Citizens claimed police brutality on a regular basis, and the police, having been attacked and ambushed so often in La Courneuve, considered it a red zone, where entry was not recommended without heavy support.
Whatever the normal course of action might have been, the police were out in force now. As Marko watched, a small convoy of tw
o cars and an armored SUV cruised slowly down the street. The bodies of the slain policemen had been discovered here and the French police were intent on doling out a reprisal and perhaps even making arrests.
The convoy passed the youth, who did not look up.

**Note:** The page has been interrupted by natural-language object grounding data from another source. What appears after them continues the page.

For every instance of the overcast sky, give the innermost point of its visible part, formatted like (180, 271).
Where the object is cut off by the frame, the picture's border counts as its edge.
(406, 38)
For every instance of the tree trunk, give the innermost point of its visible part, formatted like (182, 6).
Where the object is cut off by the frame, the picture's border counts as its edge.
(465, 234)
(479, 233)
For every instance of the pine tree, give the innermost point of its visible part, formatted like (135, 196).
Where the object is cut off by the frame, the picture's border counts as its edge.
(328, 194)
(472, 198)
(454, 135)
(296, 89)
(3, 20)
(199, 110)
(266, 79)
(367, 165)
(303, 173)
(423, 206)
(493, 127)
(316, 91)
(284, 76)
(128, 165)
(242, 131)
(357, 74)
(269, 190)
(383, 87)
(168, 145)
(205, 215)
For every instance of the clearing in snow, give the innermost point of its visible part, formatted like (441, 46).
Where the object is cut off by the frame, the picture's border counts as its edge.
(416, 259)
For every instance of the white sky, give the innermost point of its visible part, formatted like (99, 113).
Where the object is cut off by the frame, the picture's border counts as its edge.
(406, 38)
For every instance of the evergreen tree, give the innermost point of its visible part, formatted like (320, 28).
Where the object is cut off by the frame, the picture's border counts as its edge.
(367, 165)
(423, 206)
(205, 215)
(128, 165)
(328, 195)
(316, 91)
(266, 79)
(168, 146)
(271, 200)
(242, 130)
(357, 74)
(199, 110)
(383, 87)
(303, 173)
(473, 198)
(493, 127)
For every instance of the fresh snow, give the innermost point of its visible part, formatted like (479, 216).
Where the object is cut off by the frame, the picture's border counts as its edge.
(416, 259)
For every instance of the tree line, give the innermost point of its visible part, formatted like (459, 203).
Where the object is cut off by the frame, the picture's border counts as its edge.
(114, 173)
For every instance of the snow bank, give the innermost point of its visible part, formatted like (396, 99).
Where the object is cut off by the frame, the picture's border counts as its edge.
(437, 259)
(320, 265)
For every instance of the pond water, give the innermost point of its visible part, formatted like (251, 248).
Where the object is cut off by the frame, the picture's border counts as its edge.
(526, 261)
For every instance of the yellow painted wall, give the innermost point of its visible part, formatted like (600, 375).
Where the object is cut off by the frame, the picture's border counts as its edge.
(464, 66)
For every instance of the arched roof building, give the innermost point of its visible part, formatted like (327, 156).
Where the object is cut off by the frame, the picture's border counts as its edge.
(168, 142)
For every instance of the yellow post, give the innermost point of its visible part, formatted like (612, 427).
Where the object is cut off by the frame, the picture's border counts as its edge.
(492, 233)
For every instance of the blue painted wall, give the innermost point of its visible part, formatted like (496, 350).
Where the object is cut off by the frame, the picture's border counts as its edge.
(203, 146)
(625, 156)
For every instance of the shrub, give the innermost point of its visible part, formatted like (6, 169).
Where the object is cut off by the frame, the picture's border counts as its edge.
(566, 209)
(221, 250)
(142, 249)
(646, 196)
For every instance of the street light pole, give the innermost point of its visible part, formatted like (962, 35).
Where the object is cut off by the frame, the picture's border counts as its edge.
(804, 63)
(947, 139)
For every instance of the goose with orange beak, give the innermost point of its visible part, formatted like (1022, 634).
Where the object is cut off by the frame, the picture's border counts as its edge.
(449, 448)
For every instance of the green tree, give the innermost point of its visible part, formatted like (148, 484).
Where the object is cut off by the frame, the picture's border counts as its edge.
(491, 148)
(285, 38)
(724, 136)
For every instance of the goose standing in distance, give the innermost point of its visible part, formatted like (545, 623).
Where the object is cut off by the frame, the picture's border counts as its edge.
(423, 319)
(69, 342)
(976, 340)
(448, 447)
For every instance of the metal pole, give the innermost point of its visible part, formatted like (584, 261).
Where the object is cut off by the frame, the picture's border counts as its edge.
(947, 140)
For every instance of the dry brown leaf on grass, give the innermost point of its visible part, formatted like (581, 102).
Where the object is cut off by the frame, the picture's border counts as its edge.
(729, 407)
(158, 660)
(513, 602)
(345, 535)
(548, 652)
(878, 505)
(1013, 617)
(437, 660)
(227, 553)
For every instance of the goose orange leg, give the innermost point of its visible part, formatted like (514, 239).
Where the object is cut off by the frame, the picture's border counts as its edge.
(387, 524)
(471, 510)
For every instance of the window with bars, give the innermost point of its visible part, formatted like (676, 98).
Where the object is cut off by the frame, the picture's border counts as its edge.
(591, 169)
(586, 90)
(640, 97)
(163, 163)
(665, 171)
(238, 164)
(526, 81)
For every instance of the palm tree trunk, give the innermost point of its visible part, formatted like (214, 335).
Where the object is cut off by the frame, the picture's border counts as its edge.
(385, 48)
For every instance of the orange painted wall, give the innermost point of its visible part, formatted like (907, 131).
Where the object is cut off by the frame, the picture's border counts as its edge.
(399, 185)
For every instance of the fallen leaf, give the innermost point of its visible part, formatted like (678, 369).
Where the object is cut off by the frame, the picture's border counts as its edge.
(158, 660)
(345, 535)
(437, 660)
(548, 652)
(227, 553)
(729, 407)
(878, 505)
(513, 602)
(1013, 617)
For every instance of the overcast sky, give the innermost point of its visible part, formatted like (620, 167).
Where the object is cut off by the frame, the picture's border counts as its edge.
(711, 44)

He knew better than to eye the cops. He continued on, finally joining Marko on the scarred and weathered bench.
“You did as I asked,” Marko noted. “I am pleased. The Master is pleased.”
“The police have found the bodies.”
“Yes,” Marko said. “It was planned.”
The young man, whose name was Yousef, seemed sick at the notion.
“Why did we want them to be found?”
Marko ignored the question. “Do you feel sorry for them?”
“I hate what they do to us,” Yousef said.
“Then they got what they deserved,” Marko offered.
Yousef seemed to agree, though Marko could feel some reluctance. “Do I join you now?”
“Are you ready to give up everything?”
“What do I have left?”
“What do you have left?” Marko asked.
Yousef shook his head. “I have no father, no brother. I am French but the French call me ‘dirty Arab.’ I am not one of them.”
“You are a Muslim,” Marko noted.
“I no longer pray.”
“Why?”
Yousef seemed confused.
“Why do you not pray, Yousef?”
The young man gazed at the ground. “Allah does not answer me,” he said.
“You are on the right path,” Marko assured him.
A brief pause followed, as if Yousef were contemplating his next words.
“What about the others?” he asked.
Yousef had recruited several friends for the attack. Young men disgruntled like he was. But they did not have the zeal that he had. Marko shook his head. “The others are not worthy as you are. They will be paid and you will leave them behind. Or you will stay.”
If Marko judged the young man correctly, this part was harder. It was one thing to give up a country that did not want you, or to reject a god that did not favor you, but to leave friends behind, friends that were the only family a youth from the street had ever known, that was more difficult.